22 Şubat 2015 - Makaleler
Doğru Ödülü Seçme Üzerine Notlar

Atasözlerimizden biri der ki: Yürük (yavuz) at yemini artırır. Yani görevini başarı ile yürüten kişi, bunun mükâfatını görür. Ödüllenince de görevini daha büyük bir çaba ile yapar. Pekiştirmek ve ödüllendirmek istenen sonucu almada önemlidir. Bu, bütün eğitimcilerin hemfikir olduğu bir gerçektir. Ancak okul içinde ve okullar arasında düzenlenen yarışma içerikli etkinliklerde planlama yapılırken öğrenciler için ödül seçme eğitimciler için büyük sıkıntı haline gelmekte.

Bundan yıllar önce öğrenciye verilen hediye onlar için sürpriz yaratmakta  idi. Çünkü öğretmenin bilgi ve yaşam deneyimi öğrenciye göre çok daha üstün olduğundan eğitimcinin seçtiği hediye öğrenci için keyif verici ve farklıydı. Özellikle kırsal kesimlerde bu durum oldukça geçerliydi. Öğrenciye hediye edilen silgi, kalem, kitap gibi küçük şeyler onlar için büyük değer taşımakta ve özenle korunmaktaydı. Bugünkü yetişkinlere sorulduğunda çocukluk yıllarında öğretmeninden aldığı hediyeyi daha dün gibi hatırlayan ya da bu hediyeyi günümüzde bile hala koruyanların sayısı oldukça fazladır. Dolayısıyla o dönemlerde  eğitimcilerin ödül seçmesi, derecelendirme yapması ve ödüllendirme etkinliklerini düzenlemesi oldukça kolay olmaktaydı.

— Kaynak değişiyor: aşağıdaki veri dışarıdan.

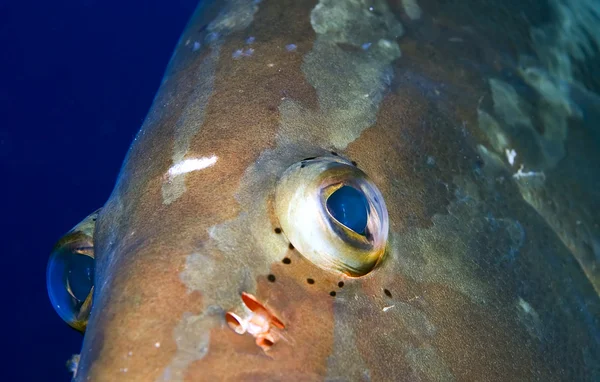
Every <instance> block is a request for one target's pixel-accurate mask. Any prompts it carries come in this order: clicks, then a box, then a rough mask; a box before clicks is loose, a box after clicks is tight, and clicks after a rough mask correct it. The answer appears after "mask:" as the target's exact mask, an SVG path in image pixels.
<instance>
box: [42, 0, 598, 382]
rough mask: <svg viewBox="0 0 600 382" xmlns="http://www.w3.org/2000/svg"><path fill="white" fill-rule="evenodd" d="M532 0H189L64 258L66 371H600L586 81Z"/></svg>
mask: <svg viewBox="0 0 600 382" xmlns="http://www.w3.org/2000/svg"><path fill="white" fill-rule="evenodd" d="M551 3H552V4H553V5H554V6H555V8H553V9H554V10H555V11H556V10H557V9H562V10H569V11H570V12H575V11H576V9H574V8H572V6H567V8H564V7H563V8H560V7H559V5H561V4H563V3H562V2H561V1H554V2H551ZM584 3H585V4H588V2H584ZM563 5H564V4H563ZM588 5H589V4H588ZM519 6H522V7H525V6H526V5H523V4H521V5H518V4H506V3H504V2H502V3H499V4H487V3H486V4H463V3H461V2H452V3H447V2H436V1H433V0H429V1H425V0H403V1H384V0H370V1H367V0H345V1H342V0H318V1H317V0H310V1H308V0H293V1H292V0H280V1H276V0H263V1H253V0H224V1H218V0H217V1H208V2H201V3H200V4H199V6H198V8H197V9H196V11H195V12H194V14H193V16H192V17H191V19H190V21H189V23H188V25H187V27H186V29H185V31H184V32H183V34H182V36H181V38H180V40H179V41H178V43H177V45H176V47H175V50H174V53H173V55H172V58H171V60H170V62H169V64H168V67H167V69H166V72H165V75H164V78H163V80H162V83H161V85H160V88H159V90H158V92H157V94H156V97H155V99H154V101H153V103H152V106H151V108H150V110H149V112H148V115H147V117H146V119H145V120H144V122H143V125H142V127H141V129H140V131H139V133H138V134H137V136H136V137H135V139H134V141H133V143H132V145H131V147H130V150H129V151H128V153H127V156H126V158H125V160H124V163H123V166H122V168H121V171H120V173H119V176H118V179H117V181H116V184H115V187H114V190H113V192H112V194H111V195H110V197H109V198H108V200H107V202H106V203H105V204H104V206H102V207H101V208H100V209H99V210H97V211H95V212H94V213H92V214H91V215H90V216H88V217H87V218H85V219H84V220H83V221H82V222H81V223H79V224H78V225H76V226H75V227H74V228H73V229H72V230H71V231H69V232H68V233H67V234H66V235H65V236H64V237H63V238H61V239H60V240H59V241H58V242H57V244H56V246H55V247H54V249H53V251H52V254H51V256H50V259H49V263H48V273H47V278H48V289H49V295H50V299H51V301H52V303H53V306H54V307H55V309H56V310H57V312H58V313H59V314H60V315H61V317H62V318H63V319H64V320H65V321H66V322H67V323H68V324H69V325H71V326H72V327H74V328H76V329H78V330H80V331H82V332H84V333H85V334H84V339H83V344H82V348H81V354H80V355H77V356H76V357H74V358H73V359H72V361H71V362H70V365H71V366H70V367H71V368H72V370H73V373H74V375H73V379H74V380H75V381H87V380H92V381H120V380H121V381H122V380H127V381H184V380H198V381H200V380H223V381H229V380H232V381H233V380H235V381H248V380H253V381H254V380H265V381H283V380H285V381H290V380H298V381H323V380H324V381H454V380H462V381H473V380H478V381H498V380H543V381H559V380H578V381H584V380H589V381H593V380H599V379H600V365H599V362H598V361H599V360H600V330H599V328H600V323H599V321H598V318H599V317H600V300H599V298H598V290H599V286H600V281H599V280H600V278H599V276H598V269H600V268H598V258H599V257H600V256H599V255H598V253H599V252H598V248H600V245H598V243H599V241H598V237H600V236H598V233H599V228H598V221H597V215H595V214H594V211H597V208H596V207H598V201H599V200H600V198H598V194H597V193H598V191H597V190H600V187H597V183H598V182H599V180H598V179H600V177H598V176H596V175H597V173H598V169H599V168H600V166H598V157H597V155H595V151H596V150H597V147H598V146H597V145H596V144H595V143H597V142H598V133H597V129H593V128H592V127H591V124H592V122H591V121H593V118H594V110H595V109H594V107H592V106H590V105H597V103H595V102H596V100H597V98H595V97H596V95H595V93H594V91H593V88H591V87H590V86H591V85H589V83H587V82H586V81H582V80H581V78H580V77H577V76H576V75H575V74H573V73H575V72H574V70H573V71H571V72H569V71H560V70H555V69H556V68H555V67H553V66H552V65H549V64H548V62H550V61H549V57H553V55H554V56H555V55H556V54H558V53H560V52H563V51H565V49H566V48H565V46H563V45H560V43H561V41H562V42H564V41H565V40H564V39H562V40H561V39H559V38H558V36H559V32H560V30H558V29H557V26H556V25H554V24H553V25H546V26H544V25H542V26H539V25H541V24H538V26H536V27H535V29H532V27H531V25H530V24H529V23H528V20H527V18H526V17H519V16H518V15H519V14H523V13H522V12H521V13H519V12H516V11H515V9H514V7H519ZM486 7H491V8H492V9H490V8H486ZM494 7H495V8H494ZM582 7H583V6H582ZM473 15H479V17H474V16H473ZM559 15H562V17H568V16H569V15H572V14H570V13H568V12H566V13H561V14H559ZM469 17H470V18H469ZM596 25H598V24H596ZM494 26H501V27H498V28H494ZM586 27H589V25H587V24H586V25H584V26H581V28H583V30H589V29H585V28H586ZM569 30H570V31H574V30H576V28H572V29H569ZM534 32H535V33H534ZM573 33H574V32H573ZM581 35H583V36H584V37H585V38H590V37H589V36H590V34H585V33H583V34H581ZM581 35H578V36H581ZM531 36H534V38H532V37H531ZM553 38H554V39H553ZM570 41H571V42H573V41H575V40H574V39H571V40H570ZM549 43H553V44H554V45H552V48H548V46H550V45H548V44H549ZM543 44H546V45H543ZM582 44H583V43H582ZM544 47H545V48H544ZM563 48H565V49H563ZM552 49H556V50H555V51H552ZM560 49H563V50H560ZM523 52H527V53H528V54H526V53H523ZM557 52H558V53H557ZM561 54H564V55H566V56H561V57H567V58H569V57H571V56H569V55H568V52H567V53H564V52H563V53H561ZM561 62H562V61H561ZM573 65H576V64H575V60H573ZM596 115H597V114H596Z"/></svg>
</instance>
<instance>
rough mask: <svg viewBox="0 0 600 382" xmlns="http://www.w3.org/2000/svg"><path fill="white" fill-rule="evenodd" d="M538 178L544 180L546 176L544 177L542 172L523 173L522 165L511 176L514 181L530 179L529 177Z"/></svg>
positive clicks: (545, 177) (522, 166)
mask: <svg viewBox="0 0 600 382" xmlns="http://www.w3.org/2000/svg"><path fill="white" fill-rule="evenodd" d="M536 176H539V177H541V178H542V179H546V175H544V172H543V171H541V172H535V171H527V172H525V171H523V165H521V167H520V168H519V170H518V171H517V172H516V173H515V174H513V178H515V179H521V178H531V177H536Z"/></svg>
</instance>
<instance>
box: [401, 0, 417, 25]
mask: <svg viewBox="0 0 600 382" xmlns="http://www.w3.org/2000/svg"><path fill="white" fill-rule="evenodd" d="M402 6H403V7H404V12H406V15H407V16H408V17H409V18H410V19H411V20H418V19H420V18H421V13H422V12H421V7H419V4H417V0H402Z"/></svg>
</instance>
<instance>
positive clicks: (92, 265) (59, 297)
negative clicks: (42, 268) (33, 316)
mask: <svg viewBox="0 0 600 382" xmlns="http://www.w3.org/2000/svg"><path fill="white" fill-rule="evenodd" d="M94 268H95V267H94V259H93V258H91V257H89V256H85V255H80V254H77V253H72V252H70V251H61V250H58V251H57V252H55V253H53V255H52V256H51V257H50V260H49V262H48V269H47V271H46V283H47V288H48V295H49V297H50V301H52V305H53V306H54V309H55V310H56V312H57V313H58V314H59V315H60V317H61V318H62V319H63V320H65V321H66V322H71V321H73V320H74V319H75V318H76V317H77V314H78V313H79V309H80V307H81V304H82V303H83V302H84V301H85V299H86V298H87V296H88V294H89V293H90V291H91V289H92V286H94ZM67 287H70V289H71V293H72V294H73V295H71V293H69V291H68V290H67Z"/></svg>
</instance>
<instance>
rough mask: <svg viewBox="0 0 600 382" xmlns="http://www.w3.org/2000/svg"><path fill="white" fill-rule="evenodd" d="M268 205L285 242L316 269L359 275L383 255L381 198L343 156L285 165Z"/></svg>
mask: <svg viewBox="0 0 600 382" xmlns="http://www.w3.org/2000/svg"><path fill="white" fill-rule="evenodd" d="M274 207H275V213H276V215H277V218H278V221H279V225H280V227H281V229H282V230H283V233H284V234H285V236H286V238H287V239H288V240H289V242H290V243H291V244H292V245H293V246H294V248H295V249H296V250H297V251H298V252H299V253H300V254H301V255H302V256H304V257H305V258H306V259H308V260H309V261H311V262H312V263H313V264H315V265H317V266H318V267H320V268H322V269H325V270H327V271H333V272H342V273H345V274H346V275H349V276H352V277H359V276H364V275H366V274H367V273H369V272H371V271H372V270H373V269H375V266H376V265H377V264H378V263H379V262H380V261H381V260H382V259H383V256H384V254H385V250H386V245H387V236H388V230H389V221H388V213H387V208H386V206H385V202H384V200H383V196H382V194H381V192H380V191H379V189H378V188H377V186H376V185H375V184H374V183H373V182H372V181H371V180H370V179H369V177H368V176H367V174H365V173H364V172H363V171H362V170H361V169H359V168H358V167H356V166H355V165H353V164H352V162H350V161H348V160H346V159H344V158H341V157H339V156H337V155H336V156H334V157H331V156H323V157H315V158H310V159H304V160H302V161H300V162H298V163H295V164H293V165H291V166H290V167H288V169H287V170H285V172H283V174H282V175H281V177H280V178H279V181H278V184H277V188H276V190H275V206H274Z"/></svg>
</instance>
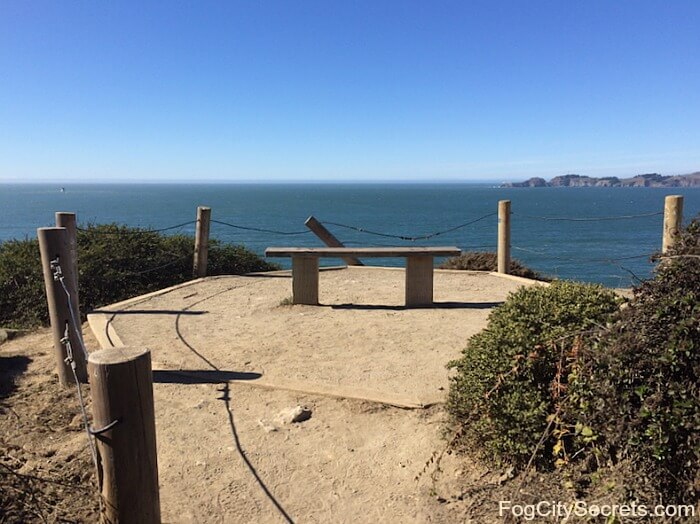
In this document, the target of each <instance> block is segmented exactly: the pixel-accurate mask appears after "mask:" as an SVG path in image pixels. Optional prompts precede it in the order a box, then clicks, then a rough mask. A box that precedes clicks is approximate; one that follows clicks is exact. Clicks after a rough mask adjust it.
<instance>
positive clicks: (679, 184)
mask: <svg viewBox="0 0 700 524" xmlns="http://www.w3.org/2000/svg"><path fill="white" fill-rule="evenodd" d="M501 187H700V171H697V172H695V173H690V174H689V175H673V176H664V175H660V174H658V173H649V174H646V175H637V176H634V177H631V178H617V177H614V176H610V177H603V178H595V177H590V176H581V175H562V176H557V177H554V178H553V179H552V180H550V181H549V182H547V181H546V180H545V179H544V178H539V177H534V178H531V179H529V180H526V181H525V182H506V183H503V184H501Z"/></svg>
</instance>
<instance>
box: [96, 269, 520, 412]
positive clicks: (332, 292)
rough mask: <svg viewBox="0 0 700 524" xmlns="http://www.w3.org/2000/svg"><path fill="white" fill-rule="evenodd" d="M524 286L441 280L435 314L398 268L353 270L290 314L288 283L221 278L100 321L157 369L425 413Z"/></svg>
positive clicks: (439, 276) (437, 280)
mask: <svg viewBox="0 0 700 524" xmlns="http://www.w3.org/2000/svg"><path fill="white" fill-rule="evenodd" d="M519 285H520V283H518V282H516V281H512V280H509V279H505V278H502V277H497V276H493V275H489V274H488V273H467V272H463V271H437V272H436V275H435V293H434V295H435V306H434V307H431V308H419V309H406V308H404V307H403V306H402V304H403V300H404V271H403V270H394V269H377V268H348V269H342V270H331V271H322V272H321V277H320V302H321V304H322V305H321V306H301V305H295V306H290V305H281V304H282V303H283V301H284V300H285V299H287V298H288V297H290V295H291V278H290V277H289V275H288V274H284V275H279V274H278V275H275V276H266V277H261V276H257V277H240V276H232V277H217V278H210V279H206V280H204V281H200V282H196V283H193V284H190V285H187V286H184V287H178V288H177V289H174V290H172V291H170V292H168V293H164V294H160V295H157V296H153V297H151V298H148V299H146V300H140V301H135V302H131V303H129V304H126V305H121V306H116V307H108V308H104V310H103V311H115V313H114V314H103V315H101V320H103V321H104V320H105V319H107V320H108V321H109V323H110V326H111V327H112V328H113V329H114V330H115V331H116V333H117V335H118V338H119V339H120V340H121V342H122V343H123V344H124V345H137V346H141V347H143V346H145V347H147V348H149V349H150V350H151V351H152V358H153V362H154V369H164V370H188V371H203V370H208V371H209V372H212V371H219V372H222V375H223V374H225V375H226V376H227V377H229V378H231V379H240V380H242V381H245V380H249V381H250V382H251V383H254V385H268V386H271V387H275V388H277V389H283V388H284V389H290V390H297V391H303V392H307V393H317V394H318V393H320V394H333V393H336V394H339V395H340V396H343V397H351V398H362V399H367V400H374V401H380V402H386V403H390V404H394V405H398V406H405V407H408V406H416V405H419V406H426V405H431V404H435V403H438V402H441V401H442V400H443V399H444V396H445V390H446V388H447V385H448V370H447V369H446V367H445V365H446V364H447V362H449V361H450V360H451V359H453V358H455V357H457V356H458V355H459V353H460V351H461V349H462V348H463V347H464V345H465V342H466V340H467V339H468V338H469V337H470V336H471V335H473V334H474V333H476V332H478V331H479V330H481V329H482V328H483V327H484V326H485V323H486V319H487V317H488V314H489V312H490V310H491V308H493V307H494V306H495V305H497V304H499V303H501V302H502V301H503V300H505V298H506V296H507V294H508V293H509V292H511V291H514V290H515V289H517V287H518V286H519ZM95 317H96V316H95V315H93V316H91V317H90V322H91V325H93V326H95V330H96V331H97V333H98V334H99V333H100V332H101V331H103V329H102V324H98V323H97V322H96V320H98V319H97V318H95ZM113 338H114V337H113ZM110 343H112V344H113V343H114V341H106V342H105V343H104V344H105V345H107V344H110Z"/></svg>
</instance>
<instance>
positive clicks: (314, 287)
mask: <svg viewBox="0 0 700 524" xmlns="http://www.w3.org/2000/svg"><path fill="white" fill-rule="evenodd" d="M460 253H461V251H460V249H459V248H458V247H454V246H447V247H445V246H442V247H268V248H267V249H266V250H265V256H267V257H291V259H292V301H293V303H294V304H308V305H318V259H319V258H322V257H324V258H343V257H363V258H367V257H374V258H394V257H402V258H405V259H406V305H407V306H427V305H431V304H432V303H433V257H444V256H456V255H459V254H460Z"/></svg>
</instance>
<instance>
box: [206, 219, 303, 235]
mask: <svg viewBox="0 0 700 524" xmlns="http://www.w3.org/2000/svg"><path fill="white" fill-rule="evenodd" d="M211 222H212V223H214V224H221V225H222V226H228V227H233V228H235V229H243V230H245V231H258V232H260V233H271V234H273V235H306V234H308V233H311V232H312V231H311V230H310V229H306V230H304V231H276V230H274V229H263V228H259V227H248V226H239V225H238V224H231V223H230V222H222V221H221V220H212V221H211Z"/></svg>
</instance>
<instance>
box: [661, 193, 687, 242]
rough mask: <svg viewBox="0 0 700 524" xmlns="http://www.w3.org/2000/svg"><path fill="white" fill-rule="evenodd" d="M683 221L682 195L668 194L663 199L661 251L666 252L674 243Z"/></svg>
mask: <svg viewBox="0 0 700 524" xmlns="http://www.w3.org/2000/svg"><path fill="white" fill-rule="evenodd" d="M682 222H683V196H682V195H668V196H667V197H666V198H665V200H664V237H663V243H662V247H661V251H662V252H663V253H666V252H667V251H668V250H669V249H670V248H671V247H673V244H675V243H676V240H677V239H678V236H679V235H680V230H681V225H682Z"/></svg>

Ancak günümüzde  bu durum oldukça farklı bir boyuta ulaşmıştır.  Gelişen teknoloji ve iletişim ağı ile öğrencilerin farkındalıkları da artmıştır. Öğrenciler yarışma afiş ve duyurularında belirtilen ödüllerin “daha fazla”sının varlığından haberdar olduğundan ödül olarak vaat edilen şeyleri yetersiz görmektedirler. Ayrıca evde küçük beceriler sergilediklerinde kendilerine pahalı şeyler alınması da bu ödüllendirme motivasyonunu olumsuz etkilemektedir. Üstüne bir de öğrencilerin yarışmayı düzenleyen birey, kurum ya da kuruluşların imkanları hakkında yetersiz bilgiye sahip olmaları da eklendiğinde  empati yapmaları ve ödülü beğenmeleri  pek görülmemektedir. Bu konularda öğrencilerin ne kadar sorumlu oldukları tartışıladursun, durum bir de eğitimciler penceresinden değerlendirilmelidir.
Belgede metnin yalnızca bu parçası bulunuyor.